Le débat sur le survol de drones au-dessus de centrales nucléaires relancé

par mercredi 21 janvier 2015 05:00
La centrale nucléaire de Penly fait partie des sites survolés par des drones
La centrale nucléaire de Penly fait partie des sites survolés par des drones © MAXPPP

Une enquête a été ouverte après le survol d'un drone au-dessus de l'Elysée, sans que l’on sache si ce dernier a un lien avec les survols des centrales nucléaires cet automne. Des survols qui se poursuivent selon nos informations. Une réunion a eu lieu hier soir entre le secrétaire à la Défense, l’Autorité de sûreté nucléaire, Greenpeace et des experts.

 Depuis début janvier, il y aurait eu une trentaine de signalements, sans que les enquêteurs puissent à chaque fois confirmer s’il s’agit bien de drones. Avant cela trente-deux survols d’installations nucléaires avaient été officiellement recensés : sept centrales d’EDF, mais aussi des sites d’Areva ou du CEA  font partie de la liste.

Les drones ne présenteraient pas de danger pour les centrales

Ces survols ont eu lieu la plupart la semaine du 13 au 20 octobre certains coordonnés sur six sites en même temps. Le dernier connu est celui du 4 janvier au-dessus de la centrale de Nogent sur Seine. EDF a bien porté plainte mais, depuis, plus de communication officielle. Au ministère de l’Intérieur, on assure que ces drones ne présentent pas de danger pour la sûreté des centrales.

Des scenarii-catastrophe présentés par Greenpeace

Malgré les mesures de surveillance mise en place près des centrales, les enquêteurs ont bien du mal à dire qui pourrait être à l’origine de ces survols. Hier soir, un expert britannique mandaté par Greenpeace, qui prend la menace au sérieux, a présenté ces scenarii-catastrophe aux autorités du nucléaire.
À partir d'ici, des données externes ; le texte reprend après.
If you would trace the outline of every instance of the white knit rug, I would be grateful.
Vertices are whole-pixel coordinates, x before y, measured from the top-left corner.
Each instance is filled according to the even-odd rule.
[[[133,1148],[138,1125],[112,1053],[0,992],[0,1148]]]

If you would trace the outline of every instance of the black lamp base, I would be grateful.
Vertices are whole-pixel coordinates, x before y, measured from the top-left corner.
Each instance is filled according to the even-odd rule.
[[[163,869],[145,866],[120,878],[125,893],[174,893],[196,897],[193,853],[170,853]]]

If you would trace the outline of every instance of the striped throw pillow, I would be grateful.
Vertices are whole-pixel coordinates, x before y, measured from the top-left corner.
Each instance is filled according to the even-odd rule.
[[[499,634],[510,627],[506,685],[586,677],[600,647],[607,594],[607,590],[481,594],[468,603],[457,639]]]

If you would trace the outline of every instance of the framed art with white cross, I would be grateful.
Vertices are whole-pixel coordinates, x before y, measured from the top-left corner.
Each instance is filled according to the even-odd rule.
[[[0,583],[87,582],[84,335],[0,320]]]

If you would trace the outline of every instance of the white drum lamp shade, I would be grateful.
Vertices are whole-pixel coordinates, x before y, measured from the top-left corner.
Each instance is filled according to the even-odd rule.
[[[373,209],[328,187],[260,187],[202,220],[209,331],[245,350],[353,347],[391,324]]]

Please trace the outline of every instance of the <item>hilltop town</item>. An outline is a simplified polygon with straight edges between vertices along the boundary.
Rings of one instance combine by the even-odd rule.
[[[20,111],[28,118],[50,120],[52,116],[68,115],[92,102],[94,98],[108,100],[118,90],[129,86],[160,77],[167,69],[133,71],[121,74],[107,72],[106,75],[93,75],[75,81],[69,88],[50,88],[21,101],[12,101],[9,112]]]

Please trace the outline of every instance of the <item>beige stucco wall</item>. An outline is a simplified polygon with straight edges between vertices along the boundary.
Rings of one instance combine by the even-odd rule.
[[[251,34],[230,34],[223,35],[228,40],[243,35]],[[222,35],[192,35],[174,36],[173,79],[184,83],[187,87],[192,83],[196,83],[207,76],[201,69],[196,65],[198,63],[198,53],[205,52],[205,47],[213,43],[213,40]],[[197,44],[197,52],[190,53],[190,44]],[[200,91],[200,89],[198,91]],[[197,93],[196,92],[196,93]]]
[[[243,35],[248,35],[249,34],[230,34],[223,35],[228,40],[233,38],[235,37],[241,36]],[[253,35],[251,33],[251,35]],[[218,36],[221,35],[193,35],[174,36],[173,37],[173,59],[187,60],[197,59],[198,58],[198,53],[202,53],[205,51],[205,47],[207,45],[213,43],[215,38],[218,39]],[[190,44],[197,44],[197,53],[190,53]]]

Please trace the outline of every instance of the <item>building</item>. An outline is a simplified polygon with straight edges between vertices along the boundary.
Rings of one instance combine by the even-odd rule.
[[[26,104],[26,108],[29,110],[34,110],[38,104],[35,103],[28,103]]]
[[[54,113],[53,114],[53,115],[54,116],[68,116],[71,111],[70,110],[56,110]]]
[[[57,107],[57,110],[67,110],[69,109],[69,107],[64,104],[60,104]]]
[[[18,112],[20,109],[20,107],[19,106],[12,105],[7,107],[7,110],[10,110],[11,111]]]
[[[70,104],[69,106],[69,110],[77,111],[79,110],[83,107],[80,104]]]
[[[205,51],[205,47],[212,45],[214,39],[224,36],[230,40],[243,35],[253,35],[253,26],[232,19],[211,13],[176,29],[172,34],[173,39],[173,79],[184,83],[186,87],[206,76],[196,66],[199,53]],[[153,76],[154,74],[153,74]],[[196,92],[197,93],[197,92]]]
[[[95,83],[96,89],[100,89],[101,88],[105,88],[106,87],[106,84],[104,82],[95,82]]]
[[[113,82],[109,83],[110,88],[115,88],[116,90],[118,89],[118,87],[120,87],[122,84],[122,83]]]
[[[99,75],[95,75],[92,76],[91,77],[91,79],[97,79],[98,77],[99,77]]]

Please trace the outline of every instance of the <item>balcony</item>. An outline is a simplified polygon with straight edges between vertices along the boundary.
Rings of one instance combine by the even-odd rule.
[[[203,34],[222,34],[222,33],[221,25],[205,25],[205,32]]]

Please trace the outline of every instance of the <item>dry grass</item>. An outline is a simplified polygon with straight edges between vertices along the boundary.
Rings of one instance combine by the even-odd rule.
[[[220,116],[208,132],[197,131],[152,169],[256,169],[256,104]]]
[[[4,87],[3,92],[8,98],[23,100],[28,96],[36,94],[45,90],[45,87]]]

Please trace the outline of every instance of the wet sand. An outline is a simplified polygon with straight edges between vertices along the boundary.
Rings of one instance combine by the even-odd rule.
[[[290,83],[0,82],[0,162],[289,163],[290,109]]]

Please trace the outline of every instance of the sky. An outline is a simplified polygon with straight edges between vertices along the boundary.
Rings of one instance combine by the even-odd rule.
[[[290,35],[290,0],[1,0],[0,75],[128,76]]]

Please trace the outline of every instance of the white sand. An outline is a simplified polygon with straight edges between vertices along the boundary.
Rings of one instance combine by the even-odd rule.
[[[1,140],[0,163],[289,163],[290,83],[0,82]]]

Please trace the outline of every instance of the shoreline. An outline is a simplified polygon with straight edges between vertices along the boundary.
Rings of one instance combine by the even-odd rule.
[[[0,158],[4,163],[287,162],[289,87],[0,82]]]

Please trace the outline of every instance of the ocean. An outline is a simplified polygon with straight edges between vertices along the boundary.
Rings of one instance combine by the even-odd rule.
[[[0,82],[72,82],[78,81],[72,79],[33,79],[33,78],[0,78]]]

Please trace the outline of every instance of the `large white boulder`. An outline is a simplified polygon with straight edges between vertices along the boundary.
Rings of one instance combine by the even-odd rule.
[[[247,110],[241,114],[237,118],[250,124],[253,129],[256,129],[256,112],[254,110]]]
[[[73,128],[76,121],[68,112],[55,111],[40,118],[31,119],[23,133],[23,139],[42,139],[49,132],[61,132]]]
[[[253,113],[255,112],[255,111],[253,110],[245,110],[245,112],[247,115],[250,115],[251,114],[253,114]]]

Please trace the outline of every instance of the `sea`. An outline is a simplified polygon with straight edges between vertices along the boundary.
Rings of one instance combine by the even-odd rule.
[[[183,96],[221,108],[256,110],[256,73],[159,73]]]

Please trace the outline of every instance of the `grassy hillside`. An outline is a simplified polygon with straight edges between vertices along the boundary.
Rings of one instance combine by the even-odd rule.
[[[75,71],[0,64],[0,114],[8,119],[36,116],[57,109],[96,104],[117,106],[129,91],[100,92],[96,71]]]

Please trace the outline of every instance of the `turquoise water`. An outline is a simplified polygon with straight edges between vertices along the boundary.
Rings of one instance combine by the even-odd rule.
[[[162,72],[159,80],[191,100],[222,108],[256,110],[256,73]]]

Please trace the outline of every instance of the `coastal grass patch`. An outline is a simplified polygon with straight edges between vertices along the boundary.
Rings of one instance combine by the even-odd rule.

Il aura fallu le survol de l’Elysée par un drone pour de nouveau relancer l’enquête sur les sites nucléaire. Pour Yannick Rousselet, chargé de mission nucléaire à Greenpeace, le problème n'est toujours pas réglé : il appelle à une réaction du gouvernement qui n'est pas encore en mesure, selon lui, d'empêcher un acte malveillant par ce moyen contre une centrale de l'Hexagone.

Selon Yannick Rousselet, chargé de mission nucléaire à Greenpeace le problème n'est toujours pas réglé.